January 27, 2001

Prevention fails to halt South Africa's well-treated cholera epidemic

WHO officials have lauded South African health workers for achieving perhaps the lowest ever case-fatality rate in a cholera epidemic. But the praise is hollow comfort for many thousands of people now at risk from the disease in Johannesburg, after the first urban river tested positive for cholera last week.

The country's largest cholera outbreak for almost 2 decades has has caused at least 25 500 infections and 73 deaths since August, 2000, mostly in AIDS-stricken KwaZulu-Natal province. The WHO team that reviewed epidemic management there reported on Jan 15 that "successful case management" accounted for the "exceptionally low" death rate, estimated at 0·29%. However, the opposition Democratic Alliance counters that people are dying in remote areas before cholera is diagnosed. And cases have steadily increased since the end of 2000, with KwaZulu-Natal still recording at least 500 new infections a day. Five of nine provinces are now affected, including Gauteng, where authorities are on full alert since cholera was detected in the Jukskei River on Jan 18.

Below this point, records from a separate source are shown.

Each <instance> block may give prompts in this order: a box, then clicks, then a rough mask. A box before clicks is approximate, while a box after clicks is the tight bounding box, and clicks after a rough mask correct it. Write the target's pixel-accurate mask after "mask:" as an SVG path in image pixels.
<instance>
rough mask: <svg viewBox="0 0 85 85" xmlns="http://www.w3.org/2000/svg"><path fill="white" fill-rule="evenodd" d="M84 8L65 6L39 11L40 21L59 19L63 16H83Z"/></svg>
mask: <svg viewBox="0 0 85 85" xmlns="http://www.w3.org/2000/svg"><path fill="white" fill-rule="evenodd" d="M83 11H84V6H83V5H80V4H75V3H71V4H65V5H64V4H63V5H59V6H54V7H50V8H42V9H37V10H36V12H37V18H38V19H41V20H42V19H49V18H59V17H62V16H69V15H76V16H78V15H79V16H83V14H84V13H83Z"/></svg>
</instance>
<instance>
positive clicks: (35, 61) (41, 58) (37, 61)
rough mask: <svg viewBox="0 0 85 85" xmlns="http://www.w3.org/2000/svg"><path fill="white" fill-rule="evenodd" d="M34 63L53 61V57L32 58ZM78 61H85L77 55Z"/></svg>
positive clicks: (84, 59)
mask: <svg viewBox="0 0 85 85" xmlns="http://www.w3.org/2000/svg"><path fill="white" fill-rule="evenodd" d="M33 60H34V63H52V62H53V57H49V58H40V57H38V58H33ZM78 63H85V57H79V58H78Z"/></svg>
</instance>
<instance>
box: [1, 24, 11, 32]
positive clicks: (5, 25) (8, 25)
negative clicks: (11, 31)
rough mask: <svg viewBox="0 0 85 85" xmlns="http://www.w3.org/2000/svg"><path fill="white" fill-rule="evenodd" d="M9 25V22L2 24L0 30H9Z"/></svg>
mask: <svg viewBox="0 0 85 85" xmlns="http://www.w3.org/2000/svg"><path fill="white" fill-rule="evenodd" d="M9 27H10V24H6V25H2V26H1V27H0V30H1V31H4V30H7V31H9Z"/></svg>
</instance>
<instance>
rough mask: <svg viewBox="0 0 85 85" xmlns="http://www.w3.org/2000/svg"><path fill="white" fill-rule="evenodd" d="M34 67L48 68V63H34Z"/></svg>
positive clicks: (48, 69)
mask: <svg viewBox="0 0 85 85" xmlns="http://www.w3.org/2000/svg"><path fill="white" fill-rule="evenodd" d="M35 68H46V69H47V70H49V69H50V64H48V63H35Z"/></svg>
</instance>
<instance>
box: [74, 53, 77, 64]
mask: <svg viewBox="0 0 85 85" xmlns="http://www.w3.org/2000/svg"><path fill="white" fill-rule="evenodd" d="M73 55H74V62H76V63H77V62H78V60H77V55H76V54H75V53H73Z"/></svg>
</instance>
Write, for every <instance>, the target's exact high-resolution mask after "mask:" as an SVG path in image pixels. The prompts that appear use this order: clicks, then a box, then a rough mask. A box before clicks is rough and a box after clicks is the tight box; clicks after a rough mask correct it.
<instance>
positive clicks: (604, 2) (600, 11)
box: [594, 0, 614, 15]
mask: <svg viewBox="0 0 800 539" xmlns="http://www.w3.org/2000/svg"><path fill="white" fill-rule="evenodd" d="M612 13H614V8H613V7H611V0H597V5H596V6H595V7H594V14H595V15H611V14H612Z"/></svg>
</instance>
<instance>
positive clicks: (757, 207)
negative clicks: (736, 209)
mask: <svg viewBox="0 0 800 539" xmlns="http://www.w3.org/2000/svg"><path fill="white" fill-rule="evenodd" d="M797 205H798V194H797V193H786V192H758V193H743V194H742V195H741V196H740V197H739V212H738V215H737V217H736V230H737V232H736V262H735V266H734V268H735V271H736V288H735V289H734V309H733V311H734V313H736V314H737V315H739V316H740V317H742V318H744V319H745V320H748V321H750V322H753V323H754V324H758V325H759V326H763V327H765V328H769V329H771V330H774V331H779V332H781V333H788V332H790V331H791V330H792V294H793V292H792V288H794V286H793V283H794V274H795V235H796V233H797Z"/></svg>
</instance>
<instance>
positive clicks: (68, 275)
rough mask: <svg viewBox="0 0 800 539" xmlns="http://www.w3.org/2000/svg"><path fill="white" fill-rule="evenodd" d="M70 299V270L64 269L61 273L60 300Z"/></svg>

Cholera now threatens many thousands of informal settlers along the river, because, despite emergency education, some residents continue to use the contaminated river as their only source of water. This situation is familiar to the majority of residents living below the poverty line in affected areas throughout the country. The government claims it has provided 6·4 million people with clean water, but the epidemic has demonstrated shameful inadequacies in rural development in South Africa: at least 8 million people are still without tap water and inadequate roads are hampering water delivery. WHO has also encountered shortages of health-promotion workers, ineffectiveness of education program, lack of community involvement in education efforts, and over-pressurized hospitals.

But water and sanitation remain the key issues. In the Sunday Independent on Jan 21, Ebrahim Asmal of the South African Human Rights' Commission noted that about 60% of households in affected areas had inadequate sanitation and, in one province studied, up to 90% of new water connections were not fully functional. He also alluded to last year's assertion that the epidemic started after water supplies were cut because users could not pay newly introduced water fees. Community cost-recovery programs, promoted by the International Monetary Fund, are a key component of the government's much-criticized macroeconomic policy. Yet, Asmal notes that the country spends approximately R4 billion (US$ 500 million) treating diarrhea and dysentery a year, whereas only about R750 million was spent on water in the past financial year.